Show Abstract | Download Original | Original Source | Check in Google Scholar | DOI: 10.31294/coscience.v2i2.1151

Abstract

The problem of unemployment has an impact on poverty, crime, and inequality in living standards. The government needs to anticipate these impacts through various policies. Knowledge is essential in supporting decision-making and policy formulation related to unemployment. Researchers have been mining data to gain new knowledge from Indonesia's Open Unemployment Rate (TPT) data.
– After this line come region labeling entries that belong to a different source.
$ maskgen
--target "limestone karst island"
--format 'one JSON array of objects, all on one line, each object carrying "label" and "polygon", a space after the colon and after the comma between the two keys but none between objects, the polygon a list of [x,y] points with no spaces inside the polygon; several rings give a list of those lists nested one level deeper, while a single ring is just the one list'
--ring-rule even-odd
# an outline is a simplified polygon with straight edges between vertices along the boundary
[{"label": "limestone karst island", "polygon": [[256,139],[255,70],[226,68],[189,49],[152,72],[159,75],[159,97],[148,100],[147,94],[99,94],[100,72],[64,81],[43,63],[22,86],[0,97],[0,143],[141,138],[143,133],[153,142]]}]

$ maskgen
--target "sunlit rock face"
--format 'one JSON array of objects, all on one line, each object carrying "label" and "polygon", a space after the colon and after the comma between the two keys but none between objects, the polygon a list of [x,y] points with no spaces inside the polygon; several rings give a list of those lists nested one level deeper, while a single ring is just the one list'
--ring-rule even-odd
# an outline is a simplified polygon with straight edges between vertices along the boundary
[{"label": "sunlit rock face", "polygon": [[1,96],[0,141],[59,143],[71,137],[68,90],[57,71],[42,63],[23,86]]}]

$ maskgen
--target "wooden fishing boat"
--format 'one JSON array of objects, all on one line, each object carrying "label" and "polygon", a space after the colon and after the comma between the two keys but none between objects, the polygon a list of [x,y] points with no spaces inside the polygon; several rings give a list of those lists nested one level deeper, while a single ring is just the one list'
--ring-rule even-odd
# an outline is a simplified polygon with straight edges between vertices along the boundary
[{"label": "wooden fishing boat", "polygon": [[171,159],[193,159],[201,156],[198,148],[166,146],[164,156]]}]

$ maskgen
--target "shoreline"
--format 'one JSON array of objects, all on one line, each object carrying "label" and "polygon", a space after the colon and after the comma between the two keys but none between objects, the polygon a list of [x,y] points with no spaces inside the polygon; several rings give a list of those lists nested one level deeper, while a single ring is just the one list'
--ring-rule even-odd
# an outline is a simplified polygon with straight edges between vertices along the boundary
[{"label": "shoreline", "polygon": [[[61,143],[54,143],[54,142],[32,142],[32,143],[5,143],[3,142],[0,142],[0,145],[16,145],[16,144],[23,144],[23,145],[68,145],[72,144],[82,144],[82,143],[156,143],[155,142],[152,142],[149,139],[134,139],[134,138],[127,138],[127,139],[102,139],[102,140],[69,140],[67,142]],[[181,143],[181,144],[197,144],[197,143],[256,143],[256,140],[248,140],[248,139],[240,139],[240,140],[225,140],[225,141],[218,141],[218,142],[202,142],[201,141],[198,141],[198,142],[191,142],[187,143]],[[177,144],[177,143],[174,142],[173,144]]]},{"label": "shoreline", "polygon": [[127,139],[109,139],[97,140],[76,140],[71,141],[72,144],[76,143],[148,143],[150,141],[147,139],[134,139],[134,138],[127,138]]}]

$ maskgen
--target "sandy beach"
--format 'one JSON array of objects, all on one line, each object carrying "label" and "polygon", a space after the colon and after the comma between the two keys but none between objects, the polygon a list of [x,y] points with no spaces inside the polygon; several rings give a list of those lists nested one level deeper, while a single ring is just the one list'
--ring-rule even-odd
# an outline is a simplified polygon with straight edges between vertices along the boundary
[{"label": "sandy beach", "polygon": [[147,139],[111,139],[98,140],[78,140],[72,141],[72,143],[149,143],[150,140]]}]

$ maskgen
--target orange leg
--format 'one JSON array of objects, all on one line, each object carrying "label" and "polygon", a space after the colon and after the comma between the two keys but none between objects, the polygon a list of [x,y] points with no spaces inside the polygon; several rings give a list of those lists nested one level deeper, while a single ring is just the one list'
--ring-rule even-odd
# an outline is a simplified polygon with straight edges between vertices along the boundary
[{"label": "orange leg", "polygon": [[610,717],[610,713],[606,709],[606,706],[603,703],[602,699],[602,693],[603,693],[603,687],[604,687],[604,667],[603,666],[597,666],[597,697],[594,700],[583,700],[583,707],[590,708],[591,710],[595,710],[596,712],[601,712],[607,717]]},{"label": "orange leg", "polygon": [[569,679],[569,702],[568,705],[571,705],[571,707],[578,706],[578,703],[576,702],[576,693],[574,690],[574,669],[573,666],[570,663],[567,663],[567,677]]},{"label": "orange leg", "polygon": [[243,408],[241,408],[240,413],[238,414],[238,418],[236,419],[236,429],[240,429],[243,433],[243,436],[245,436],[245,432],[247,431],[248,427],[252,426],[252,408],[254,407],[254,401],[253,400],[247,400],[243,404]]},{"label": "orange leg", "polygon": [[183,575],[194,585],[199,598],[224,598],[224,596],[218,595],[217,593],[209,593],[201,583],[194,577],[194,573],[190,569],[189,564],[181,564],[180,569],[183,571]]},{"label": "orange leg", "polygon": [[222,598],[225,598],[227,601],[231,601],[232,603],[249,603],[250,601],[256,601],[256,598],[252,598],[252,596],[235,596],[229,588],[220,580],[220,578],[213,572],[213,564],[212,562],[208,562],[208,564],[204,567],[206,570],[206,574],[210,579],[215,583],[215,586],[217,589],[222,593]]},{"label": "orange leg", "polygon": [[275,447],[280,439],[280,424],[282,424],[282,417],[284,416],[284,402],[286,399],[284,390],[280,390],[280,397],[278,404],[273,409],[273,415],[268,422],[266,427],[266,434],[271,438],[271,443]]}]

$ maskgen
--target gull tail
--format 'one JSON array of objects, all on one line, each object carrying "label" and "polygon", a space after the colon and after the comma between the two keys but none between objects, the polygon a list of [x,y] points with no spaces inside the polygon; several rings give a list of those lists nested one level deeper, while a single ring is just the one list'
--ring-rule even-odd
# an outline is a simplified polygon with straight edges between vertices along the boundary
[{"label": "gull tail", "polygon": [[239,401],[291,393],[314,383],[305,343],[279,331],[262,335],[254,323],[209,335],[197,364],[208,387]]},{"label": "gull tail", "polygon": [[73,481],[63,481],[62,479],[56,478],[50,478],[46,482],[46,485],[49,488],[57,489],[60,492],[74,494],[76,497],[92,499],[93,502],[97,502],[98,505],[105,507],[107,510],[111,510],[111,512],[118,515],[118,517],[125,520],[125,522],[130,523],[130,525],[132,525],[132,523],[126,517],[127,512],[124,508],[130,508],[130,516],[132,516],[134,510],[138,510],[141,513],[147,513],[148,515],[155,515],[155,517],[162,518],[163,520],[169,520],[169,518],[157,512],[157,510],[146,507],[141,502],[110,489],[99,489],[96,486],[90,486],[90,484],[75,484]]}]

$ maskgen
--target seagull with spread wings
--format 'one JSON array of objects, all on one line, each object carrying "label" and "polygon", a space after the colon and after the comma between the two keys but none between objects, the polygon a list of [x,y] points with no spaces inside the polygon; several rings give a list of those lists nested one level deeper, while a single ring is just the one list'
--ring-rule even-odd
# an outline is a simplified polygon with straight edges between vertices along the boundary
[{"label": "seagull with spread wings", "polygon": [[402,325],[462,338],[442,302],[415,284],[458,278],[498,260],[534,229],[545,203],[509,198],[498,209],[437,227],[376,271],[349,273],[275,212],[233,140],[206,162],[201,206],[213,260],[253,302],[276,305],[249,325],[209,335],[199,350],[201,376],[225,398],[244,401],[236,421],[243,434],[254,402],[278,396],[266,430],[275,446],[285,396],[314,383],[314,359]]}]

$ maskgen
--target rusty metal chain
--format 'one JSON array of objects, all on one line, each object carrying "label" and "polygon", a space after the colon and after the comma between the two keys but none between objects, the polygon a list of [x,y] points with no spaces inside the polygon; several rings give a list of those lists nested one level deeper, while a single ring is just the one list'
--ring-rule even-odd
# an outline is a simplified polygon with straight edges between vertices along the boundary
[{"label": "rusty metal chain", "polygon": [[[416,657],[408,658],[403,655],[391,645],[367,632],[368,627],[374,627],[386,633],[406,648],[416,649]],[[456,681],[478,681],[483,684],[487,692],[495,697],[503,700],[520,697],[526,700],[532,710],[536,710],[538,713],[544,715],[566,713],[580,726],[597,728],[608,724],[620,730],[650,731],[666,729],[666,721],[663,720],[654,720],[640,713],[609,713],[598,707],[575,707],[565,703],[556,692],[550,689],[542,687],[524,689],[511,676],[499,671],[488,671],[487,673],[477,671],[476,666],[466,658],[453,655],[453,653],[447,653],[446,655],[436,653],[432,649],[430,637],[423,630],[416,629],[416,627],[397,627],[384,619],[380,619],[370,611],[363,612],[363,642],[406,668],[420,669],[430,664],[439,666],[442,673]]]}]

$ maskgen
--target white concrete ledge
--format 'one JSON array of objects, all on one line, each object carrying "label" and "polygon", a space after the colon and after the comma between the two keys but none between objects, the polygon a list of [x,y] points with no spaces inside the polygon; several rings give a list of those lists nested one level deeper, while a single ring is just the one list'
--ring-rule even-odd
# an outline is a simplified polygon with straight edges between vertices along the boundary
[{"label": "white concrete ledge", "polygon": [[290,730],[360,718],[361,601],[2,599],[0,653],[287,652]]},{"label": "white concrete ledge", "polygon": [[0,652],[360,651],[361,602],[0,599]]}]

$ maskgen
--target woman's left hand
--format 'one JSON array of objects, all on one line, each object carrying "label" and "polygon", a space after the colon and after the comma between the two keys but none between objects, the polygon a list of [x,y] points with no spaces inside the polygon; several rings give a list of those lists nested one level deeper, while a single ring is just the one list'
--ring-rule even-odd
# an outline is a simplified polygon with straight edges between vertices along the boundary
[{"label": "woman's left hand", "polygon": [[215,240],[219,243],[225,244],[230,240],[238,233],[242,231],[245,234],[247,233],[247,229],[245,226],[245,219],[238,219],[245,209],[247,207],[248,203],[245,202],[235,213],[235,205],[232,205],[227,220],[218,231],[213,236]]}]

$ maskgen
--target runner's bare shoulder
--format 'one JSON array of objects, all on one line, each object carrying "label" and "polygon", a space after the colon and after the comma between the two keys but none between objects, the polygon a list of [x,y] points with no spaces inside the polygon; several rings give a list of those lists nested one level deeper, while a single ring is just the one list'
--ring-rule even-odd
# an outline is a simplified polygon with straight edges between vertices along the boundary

Continuous exploration of data has the opportunity to gain new knowledge. This study aims to mine Indonesian TPT data from 2016 to 2021. More specifically, look at changes in the 2016-2018 TPT data cluster with the 2019-2021 TPT data cluster. This research is a clustering analysis research using the k-means algorithm. The stages of clustering research consist of 1) data collection, 2) pre-processing, 3) determination of the optimal number of clusters, 4) data clustering with the k-mean, and 5) interpretation of the results of clustering. Based on the k-means clustering analysis of 2016-2018 and 2019-2021 TPT data, there are 23 provinces in cluster 1 (low TPT) and 11 provinces in cluster 2 (high TPT). Only Riau Province rose to cluster 1 (low TPT), and only West Sumatra province dropped to cluster 2 (High TPT). The study's results not only yielded the number of provinces in the high and low clusters but also found out which provinces moved to a higher cluster or vice versa in each TPT data.